Orchard Therapeutics has entered into a collaboration with Généthon, securing an exclusive license for the G1XCGD lentiviral vector. Additionally, Orchard Therapeutics has obtained clinical trial data on the G1XCGD lentiviral vector from Généthon in the United States and Europe. These data will be used to evaluate the efficacy of G1XCGD lentiviral vector-mediated autologous transplantation of CD34+ cells (highly glycosylated type I transmembrane glycoproteins) in curing X-linked chronic granulomatous disease (X-CGD).

 

This project has received support from the European FP7 Health Programme Committee.

 

Notably, this collaboration also includes the G1XCGD lentiviral vector production pipeline, with Généthon, AFM-Téléthon, and the Sociétés de Projets Industriels (SPI) all engaged in large-scale manufacturing of G1XCGD for Orchard Therapeutics.

 

Orchard Therapeutics completed its Series A financing round in May 2016, raising €21 million. In December 2017, the company closed its Series B financing round, securing $110 million.

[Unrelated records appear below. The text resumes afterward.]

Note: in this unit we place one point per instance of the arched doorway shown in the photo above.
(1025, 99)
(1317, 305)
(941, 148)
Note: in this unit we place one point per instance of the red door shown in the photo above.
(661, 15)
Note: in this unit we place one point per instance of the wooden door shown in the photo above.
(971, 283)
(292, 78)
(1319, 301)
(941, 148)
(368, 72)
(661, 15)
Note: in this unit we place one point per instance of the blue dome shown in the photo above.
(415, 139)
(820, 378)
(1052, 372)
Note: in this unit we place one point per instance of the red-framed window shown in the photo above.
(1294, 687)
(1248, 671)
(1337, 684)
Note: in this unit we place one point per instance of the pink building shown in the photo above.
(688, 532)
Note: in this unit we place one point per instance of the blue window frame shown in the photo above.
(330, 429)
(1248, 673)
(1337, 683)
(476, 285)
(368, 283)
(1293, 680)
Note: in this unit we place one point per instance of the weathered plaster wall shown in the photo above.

The Series B round was co-led by Baillie Gifford and ORI, with participation from Temasek, Cowen Healthcare Investments, Longside Juda Capital, Pavilion Capital, RTW Investments, Agent Capital, 4BIO Partners, F-Prime Capital, and the UCL Technology Fund.

 

Orchard Therapeutics stated that it would utilize these funds to advance additional clinical programs, including the global rollout of OTL-101. Currently in clinical development for the treatment of adenosine deaminase-deficient severe combined immunodeficiency (ADA-SCID), this therapeutic agent has been granted Breakthrough Therapy designation by the FDA. The company also plans to strengthen its infrastructure and expand its business activities.